286	When a helper is unused because the caller lands in the next commit,
287	`#[allow(dead_code)]` is acceptable with a comment naming the caller.
288	Remove the allow as soon as the caller lands.
289	- **Clippy's `manual_is_multiple_of` / `identity_op` /
290	`unusual_byte_groupings` lints fire often on bit-field code.** Use
291	`.is_multiple_of(8)`, avoid `x \| (0 << n)`, and use constants for
292	unusual bit masks.
293	- Integration tests must skip cleanly on missing toolchain. If
294	`xcrun as` / `xcrun clang` isn't available, `eprintln!("skipping:
295	…")` and return. CI on a non-Mac runner must not fail.

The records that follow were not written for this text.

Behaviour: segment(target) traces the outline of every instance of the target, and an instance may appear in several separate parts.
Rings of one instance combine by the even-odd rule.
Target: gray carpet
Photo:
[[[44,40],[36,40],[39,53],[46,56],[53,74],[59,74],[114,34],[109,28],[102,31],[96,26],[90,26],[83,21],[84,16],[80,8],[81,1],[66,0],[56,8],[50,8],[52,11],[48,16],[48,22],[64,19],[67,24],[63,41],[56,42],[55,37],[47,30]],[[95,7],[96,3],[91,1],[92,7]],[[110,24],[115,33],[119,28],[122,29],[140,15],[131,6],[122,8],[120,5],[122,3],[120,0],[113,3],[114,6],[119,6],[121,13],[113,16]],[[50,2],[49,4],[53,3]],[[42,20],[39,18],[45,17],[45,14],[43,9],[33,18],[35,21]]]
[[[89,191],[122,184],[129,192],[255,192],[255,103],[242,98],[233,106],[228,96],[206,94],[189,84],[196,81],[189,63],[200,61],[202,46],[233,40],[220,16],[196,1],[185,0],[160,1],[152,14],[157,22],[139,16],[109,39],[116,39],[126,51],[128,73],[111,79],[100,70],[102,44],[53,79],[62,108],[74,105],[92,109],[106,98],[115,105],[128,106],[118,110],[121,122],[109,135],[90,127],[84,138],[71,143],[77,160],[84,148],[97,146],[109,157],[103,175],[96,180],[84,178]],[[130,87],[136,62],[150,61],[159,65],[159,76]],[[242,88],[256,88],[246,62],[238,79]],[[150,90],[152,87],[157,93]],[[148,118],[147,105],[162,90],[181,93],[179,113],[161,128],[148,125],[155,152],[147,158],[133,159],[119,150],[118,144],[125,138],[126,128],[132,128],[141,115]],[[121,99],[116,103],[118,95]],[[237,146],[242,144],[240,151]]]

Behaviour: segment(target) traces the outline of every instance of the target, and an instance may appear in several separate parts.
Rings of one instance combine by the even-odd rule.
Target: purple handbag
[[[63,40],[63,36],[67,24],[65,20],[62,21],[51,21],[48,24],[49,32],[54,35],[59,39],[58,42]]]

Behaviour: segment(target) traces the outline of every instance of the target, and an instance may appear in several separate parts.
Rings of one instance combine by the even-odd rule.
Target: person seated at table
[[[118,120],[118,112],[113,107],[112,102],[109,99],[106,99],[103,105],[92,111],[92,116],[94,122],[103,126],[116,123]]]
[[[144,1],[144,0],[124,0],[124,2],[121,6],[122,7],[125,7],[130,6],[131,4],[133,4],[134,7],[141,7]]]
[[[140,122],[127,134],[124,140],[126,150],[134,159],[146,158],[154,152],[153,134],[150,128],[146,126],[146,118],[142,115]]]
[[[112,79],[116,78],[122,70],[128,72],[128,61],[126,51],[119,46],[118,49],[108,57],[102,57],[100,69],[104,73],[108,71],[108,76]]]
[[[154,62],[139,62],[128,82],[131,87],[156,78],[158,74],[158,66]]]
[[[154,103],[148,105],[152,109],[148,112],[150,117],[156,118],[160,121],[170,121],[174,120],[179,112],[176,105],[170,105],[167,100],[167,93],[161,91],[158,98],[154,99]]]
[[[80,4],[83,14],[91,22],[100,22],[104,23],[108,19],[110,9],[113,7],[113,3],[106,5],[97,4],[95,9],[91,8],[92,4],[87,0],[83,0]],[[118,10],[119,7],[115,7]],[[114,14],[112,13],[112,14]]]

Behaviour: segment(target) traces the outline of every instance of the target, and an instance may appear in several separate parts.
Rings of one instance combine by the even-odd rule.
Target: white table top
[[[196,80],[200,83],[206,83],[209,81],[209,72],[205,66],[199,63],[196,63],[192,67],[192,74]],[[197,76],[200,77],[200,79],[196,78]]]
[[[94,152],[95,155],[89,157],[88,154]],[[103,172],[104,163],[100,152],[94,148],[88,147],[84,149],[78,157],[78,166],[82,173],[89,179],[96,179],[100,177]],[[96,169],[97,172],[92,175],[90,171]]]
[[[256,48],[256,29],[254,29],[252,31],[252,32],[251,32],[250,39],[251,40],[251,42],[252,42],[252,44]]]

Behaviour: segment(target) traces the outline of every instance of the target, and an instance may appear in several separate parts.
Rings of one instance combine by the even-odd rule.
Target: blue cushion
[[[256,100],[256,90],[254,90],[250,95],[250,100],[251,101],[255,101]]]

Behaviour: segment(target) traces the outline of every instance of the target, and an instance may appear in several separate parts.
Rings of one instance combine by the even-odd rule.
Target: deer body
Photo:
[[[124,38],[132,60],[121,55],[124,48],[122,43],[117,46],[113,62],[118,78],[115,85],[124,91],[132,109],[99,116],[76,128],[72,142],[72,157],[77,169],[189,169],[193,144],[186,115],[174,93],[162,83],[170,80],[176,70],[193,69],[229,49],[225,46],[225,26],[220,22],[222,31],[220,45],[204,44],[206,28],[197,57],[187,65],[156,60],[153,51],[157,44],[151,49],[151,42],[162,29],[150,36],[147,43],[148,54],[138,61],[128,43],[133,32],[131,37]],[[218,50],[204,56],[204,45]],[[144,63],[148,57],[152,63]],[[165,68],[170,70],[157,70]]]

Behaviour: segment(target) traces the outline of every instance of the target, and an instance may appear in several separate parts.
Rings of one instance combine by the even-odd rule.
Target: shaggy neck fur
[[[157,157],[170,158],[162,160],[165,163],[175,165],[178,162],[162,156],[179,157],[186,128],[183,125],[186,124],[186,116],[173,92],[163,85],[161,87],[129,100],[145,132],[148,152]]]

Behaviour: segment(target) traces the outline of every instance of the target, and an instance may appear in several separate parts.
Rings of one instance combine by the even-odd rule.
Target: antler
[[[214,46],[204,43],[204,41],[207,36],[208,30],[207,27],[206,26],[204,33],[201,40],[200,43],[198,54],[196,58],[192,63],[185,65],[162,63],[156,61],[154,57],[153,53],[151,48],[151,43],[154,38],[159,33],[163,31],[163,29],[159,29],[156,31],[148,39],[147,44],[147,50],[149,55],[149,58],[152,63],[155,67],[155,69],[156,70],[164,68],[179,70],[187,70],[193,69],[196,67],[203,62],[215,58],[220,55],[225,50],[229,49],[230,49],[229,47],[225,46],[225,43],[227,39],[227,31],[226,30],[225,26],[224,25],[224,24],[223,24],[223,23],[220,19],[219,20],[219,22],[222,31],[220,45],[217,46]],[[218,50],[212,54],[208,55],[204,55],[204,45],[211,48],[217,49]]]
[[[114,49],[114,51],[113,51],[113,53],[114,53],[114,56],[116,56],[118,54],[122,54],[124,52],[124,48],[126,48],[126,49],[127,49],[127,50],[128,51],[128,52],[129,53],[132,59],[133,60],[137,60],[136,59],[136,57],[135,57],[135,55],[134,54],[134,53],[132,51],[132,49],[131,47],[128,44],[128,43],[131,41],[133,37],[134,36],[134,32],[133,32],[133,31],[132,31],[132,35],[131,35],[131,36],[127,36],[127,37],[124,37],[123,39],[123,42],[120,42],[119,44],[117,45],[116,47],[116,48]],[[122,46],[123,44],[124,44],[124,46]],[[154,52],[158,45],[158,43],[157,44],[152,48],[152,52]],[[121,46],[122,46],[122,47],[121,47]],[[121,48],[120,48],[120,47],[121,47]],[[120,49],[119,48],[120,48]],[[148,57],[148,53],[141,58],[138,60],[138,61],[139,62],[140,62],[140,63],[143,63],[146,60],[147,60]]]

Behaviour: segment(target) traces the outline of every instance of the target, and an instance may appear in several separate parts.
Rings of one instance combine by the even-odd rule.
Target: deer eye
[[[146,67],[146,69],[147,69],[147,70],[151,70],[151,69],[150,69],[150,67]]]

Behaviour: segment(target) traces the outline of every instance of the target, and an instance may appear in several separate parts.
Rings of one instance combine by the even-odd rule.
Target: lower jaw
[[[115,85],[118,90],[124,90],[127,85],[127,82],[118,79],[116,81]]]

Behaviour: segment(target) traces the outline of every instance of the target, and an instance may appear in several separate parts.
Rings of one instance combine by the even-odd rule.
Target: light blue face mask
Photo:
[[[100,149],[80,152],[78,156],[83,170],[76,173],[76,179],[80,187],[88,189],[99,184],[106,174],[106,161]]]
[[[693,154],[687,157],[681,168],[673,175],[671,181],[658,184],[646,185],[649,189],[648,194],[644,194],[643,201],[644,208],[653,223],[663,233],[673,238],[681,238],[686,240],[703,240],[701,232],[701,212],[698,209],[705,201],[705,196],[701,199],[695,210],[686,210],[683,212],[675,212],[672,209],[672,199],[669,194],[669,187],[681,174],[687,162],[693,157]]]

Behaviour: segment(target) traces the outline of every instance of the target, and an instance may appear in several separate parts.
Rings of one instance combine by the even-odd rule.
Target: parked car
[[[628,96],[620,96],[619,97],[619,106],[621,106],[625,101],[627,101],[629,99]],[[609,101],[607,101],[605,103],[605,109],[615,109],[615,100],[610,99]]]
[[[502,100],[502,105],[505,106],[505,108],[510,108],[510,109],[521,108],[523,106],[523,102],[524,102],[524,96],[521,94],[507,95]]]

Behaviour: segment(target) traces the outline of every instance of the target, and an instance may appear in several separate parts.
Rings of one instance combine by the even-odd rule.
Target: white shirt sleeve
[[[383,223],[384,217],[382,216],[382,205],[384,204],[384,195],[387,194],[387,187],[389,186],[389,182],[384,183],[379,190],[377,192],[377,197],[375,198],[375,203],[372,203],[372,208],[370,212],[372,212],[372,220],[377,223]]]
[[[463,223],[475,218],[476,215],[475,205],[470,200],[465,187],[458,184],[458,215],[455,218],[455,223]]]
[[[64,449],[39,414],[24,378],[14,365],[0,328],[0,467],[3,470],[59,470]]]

296	- ASCII helpers for `ar_hdr` must accept empty → 0. Apple's `ar`
297	writes all-space `date/uid/gid/mode` fields on anonymized archives;
298	`ascii_decimal` returns `Ok(0)` for an all-whitespace slice.
299
300	## Key References
301
302	- `.refs/llvm/lld/MachO/` — primary architectural reference.
303	- `Driver.cpp` — pipeline shape.
304	- `InputFiles.cpp` — object/archive/dylib parsing.
305	- `SymbolTable.cpp` — resolution and coalescing rules.
306	- `SyntheticSections.cpp` — GOT/stubs/binding opcodes.
307	- `Arch/ARM64.cpp` — reloc arithmetic.
308	- `Writer.cpp` — layout and emission.
309	- `.refs/ld64/src/` — Apple authoritative. `src/ld/` + `src/mach_o/`.
310	- `.refs/mold/src/` — performance techniques (mostly ELF; patterns apply).
311	- Apple `<mach-o/loader.h>`, `<mach-o/nlist.h>`, `<mach-o/reloc.h>`,
312	`<mach-o/arm64/reloc.h>` — mirrored numerically in
313	`src/macho/constants.rs`.
314	- `dyld` open source — bind/rebase/lazy-bind opcode semantics and
315	chained-fixups format.
316	- ARM Architecture Reference Manual (ARMv8-A), section C4 — encoding
317	of relocated instructions (ADRP, ADD, LDR, B/BL).
318
319	## Sprint Roadmap
320
321	`.docs/sprints/index.md` — 32 sprints across 10 phases. Each has an
322	individual markdown file with prerequisites, deliverables, testing
323	strategy, and definition of done. Current completion is in each
324	commit's parent-repo pin bump message.